A team of engineers at Northwestern University recently made a major breakthrough by developing printed artificial neurons that can directly interact with real brain cells. These devices are not only soft, flexible and cheap to manufacture, but can also produce electrical signals that are highly similar to living neurons. In laboratory tests using slices of mouse brain tissue, the artificial neurons successfully stimulated real neurons and elicited measurable responses. This achievement demonstrates an unprecedented level of compatibility between electronic systems and biological neural networks.

This research opens up important avenues for electronic devices capable of communicating with the nervous system. The technology is expected to support the development of brain-computer interfaces and neuroprosthetic devices, including implants designed to restore hearing, vision or movement. At the same time, the findings also point to a future of more efficient computing. By replicating the way neurons send signals—a core feature of the brain as the most energy-efficient computing system known—next-generation hardware will be able to handle complex tasks using far less energy than current systems.

The research was published in the journal Nature Nanotechnology on April 15. "The world we live in today is dominated by artificial intelligence.
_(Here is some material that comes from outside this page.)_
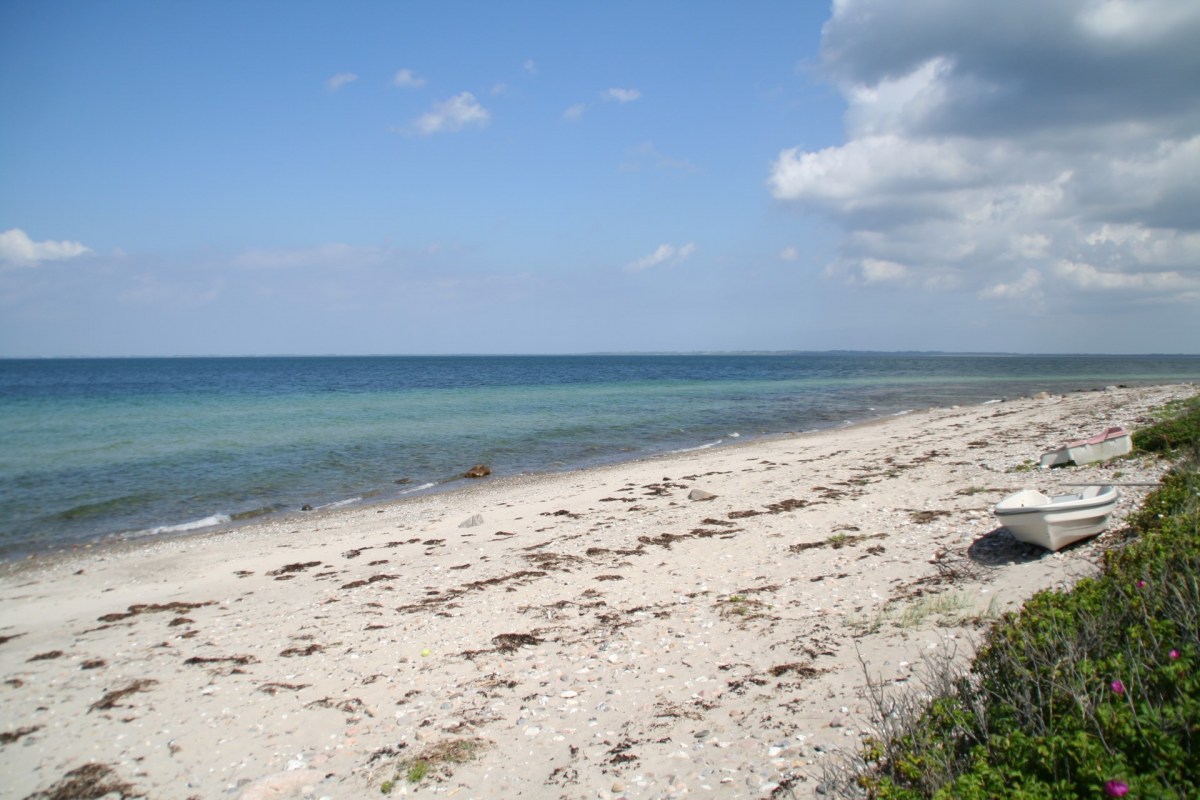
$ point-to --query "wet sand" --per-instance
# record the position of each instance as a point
(693, 625)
To make artificial intelligence smarter, you need to train it with more and more data. This data-intensive training leads to huge energy consumption problems. Therefore, we must develop more efficient hardware to process big data and artificial intelligence. Since the brain is five orders of magnitude more energy efficient than digital computers, it is reasonable to look to the brain for inspiration for the next generation of computing."

As computing needs grow, traditional systems respond to these challenges by adding more of the same components. Modern chips contain billions of transistors arranged on a rigid, flat piece of silicon, with each element performing the same function. Once manufactured, these systems cannot be changed. The brain works completely differently. It is composed of multiple types of neurons, each with specialized roles, organized in a soft three-dimensional network. These networks continuously adapt, forming new connections and reshaping existing connections as learning occurs. "Silicon achieves complexity by having billions of identical devices. Everything is identical, rigid, and fixed once it's made. The brain is the opposite. It's heterogeneous, dynamic, and three-dimensional. To move in that direction, we need new materials and new ways of building electronics," Hessam explained.
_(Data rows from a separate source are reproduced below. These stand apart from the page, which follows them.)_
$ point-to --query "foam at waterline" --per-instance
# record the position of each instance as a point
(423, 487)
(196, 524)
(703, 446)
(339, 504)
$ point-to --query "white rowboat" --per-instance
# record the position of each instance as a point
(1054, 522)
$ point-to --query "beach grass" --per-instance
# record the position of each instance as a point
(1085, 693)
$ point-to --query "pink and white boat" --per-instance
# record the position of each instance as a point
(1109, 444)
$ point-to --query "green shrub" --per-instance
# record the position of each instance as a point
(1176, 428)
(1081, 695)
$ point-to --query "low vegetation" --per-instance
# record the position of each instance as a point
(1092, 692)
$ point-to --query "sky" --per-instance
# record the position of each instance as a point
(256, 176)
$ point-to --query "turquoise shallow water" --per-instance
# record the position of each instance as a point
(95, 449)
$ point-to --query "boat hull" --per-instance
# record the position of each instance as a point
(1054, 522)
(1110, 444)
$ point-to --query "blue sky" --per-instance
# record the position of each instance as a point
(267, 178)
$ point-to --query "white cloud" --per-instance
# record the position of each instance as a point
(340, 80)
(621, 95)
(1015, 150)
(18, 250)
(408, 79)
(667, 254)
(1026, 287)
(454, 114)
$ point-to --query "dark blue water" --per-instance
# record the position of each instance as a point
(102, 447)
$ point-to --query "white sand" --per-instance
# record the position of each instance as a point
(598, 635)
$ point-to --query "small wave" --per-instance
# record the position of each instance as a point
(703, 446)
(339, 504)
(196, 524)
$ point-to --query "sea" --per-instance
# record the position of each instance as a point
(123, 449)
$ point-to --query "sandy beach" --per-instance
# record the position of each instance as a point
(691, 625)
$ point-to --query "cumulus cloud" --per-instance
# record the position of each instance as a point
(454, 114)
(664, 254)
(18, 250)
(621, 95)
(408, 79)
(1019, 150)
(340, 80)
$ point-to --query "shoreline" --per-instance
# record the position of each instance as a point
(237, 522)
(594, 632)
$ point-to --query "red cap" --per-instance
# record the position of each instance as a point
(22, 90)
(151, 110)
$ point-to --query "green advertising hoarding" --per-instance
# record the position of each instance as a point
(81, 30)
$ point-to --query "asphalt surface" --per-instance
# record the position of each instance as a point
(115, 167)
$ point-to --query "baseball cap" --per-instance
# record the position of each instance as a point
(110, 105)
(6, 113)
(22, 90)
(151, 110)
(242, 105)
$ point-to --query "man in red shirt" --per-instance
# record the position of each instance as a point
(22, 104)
Although artificial neurons have been created before, most produced signals that were too simple. To generate more complex behaviors, engineers often rely on large networks, which increases energy consumption. To better match the behavior of real neurons, the researchers designed their device using soft, printable materials. They created specialized e-inks from sheets of molybdenum disulfide, a material that functions as a semiconductor while graphene acts as a conductor. These inks are deposited onto flexible polymer surfaces using a method called aerosol jet printing.

Previously, the polymer component in these inks was considered a drawback because it interferes with electrical flow, so it was usually removed after printing. In this case, the research team instead took advantage of it. "Instead of completely removing the polymer, we partially break it down," the researchers said. "Then, when we run an electrical current through the device, we further drive the polymer's breakdown. This breakdown occurs in a spatially non-uniform manner, leading to the formation of conductive filaments so that all current flow is confined to a narrow area in space." This narrow conductive path creates a sudden electrical response similar to a neuron's firing. As a result, artificial neurons can produce a wide variety of signals, including single spikes, steady firing, and burst patterns, closely mimicking real neural activity. Because each device can handle more complex signaling, fewer components are required overall, which could significantly improve the efficiency of future computing systems.
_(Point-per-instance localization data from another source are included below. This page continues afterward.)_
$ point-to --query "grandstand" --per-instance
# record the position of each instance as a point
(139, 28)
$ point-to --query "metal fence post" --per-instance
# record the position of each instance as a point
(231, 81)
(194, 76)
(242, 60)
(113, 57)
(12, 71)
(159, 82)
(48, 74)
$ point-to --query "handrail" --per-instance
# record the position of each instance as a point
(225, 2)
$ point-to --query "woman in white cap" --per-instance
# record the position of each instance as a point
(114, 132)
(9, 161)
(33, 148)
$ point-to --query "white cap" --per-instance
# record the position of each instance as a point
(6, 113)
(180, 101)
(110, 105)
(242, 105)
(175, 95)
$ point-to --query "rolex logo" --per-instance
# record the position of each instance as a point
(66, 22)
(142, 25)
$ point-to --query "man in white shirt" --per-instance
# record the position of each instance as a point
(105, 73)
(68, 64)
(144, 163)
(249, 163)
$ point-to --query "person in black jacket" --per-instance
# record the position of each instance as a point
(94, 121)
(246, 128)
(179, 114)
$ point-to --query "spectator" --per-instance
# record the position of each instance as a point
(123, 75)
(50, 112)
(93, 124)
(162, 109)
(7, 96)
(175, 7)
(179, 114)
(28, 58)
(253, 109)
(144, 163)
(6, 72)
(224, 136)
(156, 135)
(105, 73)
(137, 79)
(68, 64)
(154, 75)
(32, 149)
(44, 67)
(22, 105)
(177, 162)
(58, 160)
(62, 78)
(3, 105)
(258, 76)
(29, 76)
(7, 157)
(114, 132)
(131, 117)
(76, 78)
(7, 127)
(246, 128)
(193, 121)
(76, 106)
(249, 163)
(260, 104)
To determine whether these artificial neurons could interact with real biological systems, the research team collaborated with Indira Raman, a professor of neurobiology at the Weinberg School. Her team applied artificial signals to slices of mouse cerebellum. The results showed that these electrical spikes matched key features of natural neuronal activity, including timing and duration. These signals reliably activate real neurons and trigger neural circuits in a manner similar to natural brain signals. "Other labs have tried to make artificial neurons out of organic materials, but they fire too slowly," Hessam said. "Or they use metal oxides, which are too fast. We're on a time scale that hasn't been demonstrated in artificial neurons before. You can see living neurons responding to our artificial neurons. So we've shown signals that not only have the right time scale, but also the right spike shape, can interact directly with living neurons."

This new approach also offers environmental and practical advantages. The manufacturing process is simple and cost-effective, and the additive printing method uses materials efficiently and reduces waste by placing them only where they are needed. As artificial intelligence systems continue to expand, improving energy efficiency is particularly important. Large data centers already consume large amounts of electricity and require large amounts of water for cooling. "To meet the energy needs of AI, tech companies are building gigawatt-scale data centers powered by dedicated nuclear power plants," Hessam noted. "It's clear that this huge power consumption will limit the further expansion of computing, because it is difficult to imagine that the next generation of data centers will require 100 nuclear power plants. Another problem is that when you dissipate gigawatts of power, you generate a lot of heat. Because data centers are cooled with water, AI is putting a severe strain on the water supply. No matter how you look at it, we need to develop more energy-efficient hardware for AI."

This research was supported by the National Science Foundation.